Comparing enzyme catalysis to other catalysts, it shows distinct characteristics.

1. Highly efficient enzyme catalysis

Chemical catalysts are not as effective at catalyzing reactions like enzymes. Inorganic iron and catalase with Fe2+ can both catalyze decomposition of hydrogen peroxide. One mol (or lb) of catalase catalyzes the breakdown of up to 5×106 mol H2O2 per minute. A chemical catalyst Fe2+ is only able to catalyze 6×10-4 of H2O2 under similar conditions. Comparing the two catalytic efficiencies, catalase’s is 1010-times more effective than Fe2+.

Using the turnover number, you can express how efficient an enzyme is at catalyzing chemical reactions. This number represents the amount of enzyme molecules required to catalyze chemical changes in the substrate when it is sufficiently concentrated. The conversion number for catalase is estimated to be approximately 5×106 based on the data presented. Many enzymes convert around 1,000 units, while the biggest can be over 106.

2. High specificity enzyme catalysis

The enzyme will only work on certain types or substances. That is what we call the specificity in enzyme action. For example, glycosidic bonds, ester bonds, peptide bonds, etc. The acid-base catalyst can hydrolyze the chemical bonds but they are hydrolyzed differently by different enzymes. It is the glycosidases and esterases that hydrolyze these chemical bonds. The enzymes in nature can also hydrolyze the protein.
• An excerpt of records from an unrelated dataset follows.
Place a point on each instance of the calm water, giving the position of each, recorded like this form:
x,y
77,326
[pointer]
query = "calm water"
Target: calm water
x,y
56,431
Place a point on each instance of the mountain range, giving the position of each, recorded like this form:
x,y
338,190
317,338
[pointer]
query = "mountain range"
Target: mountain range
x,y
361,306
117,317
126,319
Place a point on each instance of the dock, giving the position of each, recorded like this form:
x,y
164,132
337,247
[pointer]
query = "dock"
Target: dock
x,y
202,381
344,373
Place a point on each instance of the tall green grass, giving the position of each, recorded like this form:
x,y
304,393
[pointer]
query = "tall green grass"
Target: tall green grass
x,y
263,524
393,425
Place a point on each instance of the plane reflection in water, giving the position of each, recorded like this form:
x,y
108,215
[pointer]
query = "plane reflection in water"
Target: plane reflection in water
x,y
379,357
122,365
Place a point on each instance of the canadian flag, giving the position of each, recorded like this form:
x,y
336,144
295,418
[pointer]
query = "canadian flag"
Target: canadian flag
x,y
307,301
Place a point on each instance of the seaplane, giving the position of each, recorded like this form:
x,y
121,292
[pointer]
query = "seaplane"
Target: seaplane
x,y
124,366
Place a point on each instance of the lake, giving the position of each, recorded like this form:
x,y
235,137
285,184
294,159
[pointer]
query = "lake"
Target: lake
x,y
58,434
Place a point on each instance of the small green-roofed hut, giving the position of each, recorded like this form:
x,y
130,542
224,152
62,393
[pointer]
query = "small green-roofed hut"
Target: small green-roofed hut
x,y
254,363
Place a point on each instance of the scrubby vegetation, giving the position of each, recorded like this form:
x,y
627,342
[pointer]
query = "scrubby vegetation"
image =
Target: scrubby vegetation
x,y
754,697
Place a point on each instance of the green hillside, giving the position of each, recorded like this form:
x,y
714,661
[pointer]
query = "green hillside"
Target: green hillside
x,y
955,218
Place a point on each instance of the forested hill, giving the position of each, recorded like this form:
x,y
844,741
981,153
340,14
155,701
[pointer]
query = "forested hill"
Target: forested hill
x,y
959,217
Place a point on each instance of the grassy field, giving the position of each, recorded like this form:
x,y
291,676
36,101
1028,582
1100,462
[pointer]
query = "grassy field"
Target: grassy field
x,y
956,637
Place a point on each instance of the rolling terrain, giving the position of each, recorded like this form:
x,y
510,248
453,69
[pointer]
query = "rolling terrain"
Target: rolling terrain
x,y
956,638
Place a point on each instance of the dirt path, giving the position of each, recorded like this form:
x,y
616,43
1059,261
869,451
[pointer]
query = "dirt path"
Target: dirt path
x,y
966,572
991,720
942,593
3.The mild reactions catalyzed through enzymes

The conditions that are most conducive to enzymatic reaction include normal temperature, normal air pressure, and neutral pH. As enzymes contain proteins, the environment can affect their ability to function. This includes high temperatures, strong acids, and even alkalis. The reaction conditions during application must be carefully controlled because enzymes react more readily to environmental changes.

4. Adjustability of the enzyme activity

Another advantage of enzyme-catalysis over chemical catalysers is its ability to be controlled automatically. There are many types of chemical reaction in an organism, yet they are all very well coordinated. The catalytic enzyme activity is affected by environmental factors such as changes in product and substrate concentrations. The imbalance and disorder of biochemical reactions can cause disease in an organism or, even worse, death. As organisms evolve, they have developed systems that regulate enzyme activity automatically. They do this to keep up with changes in environment and to maintain normal living activities. It is possible to control enzymes in several ways: inhibitor regulation (controlling the activity of an enzyme), feedback regulation (regulating covalent modifications), zymogen-activation and hormonal control.

5. Catalytic enzyme activity depends on coenzyme and its prosthetic groups, as well as metal ions.

The cofactors and metal ions in coenzymes and some complex proteins are directly linked to the catalytic function of enzymes. When they are taken out, enzyme activity decreases.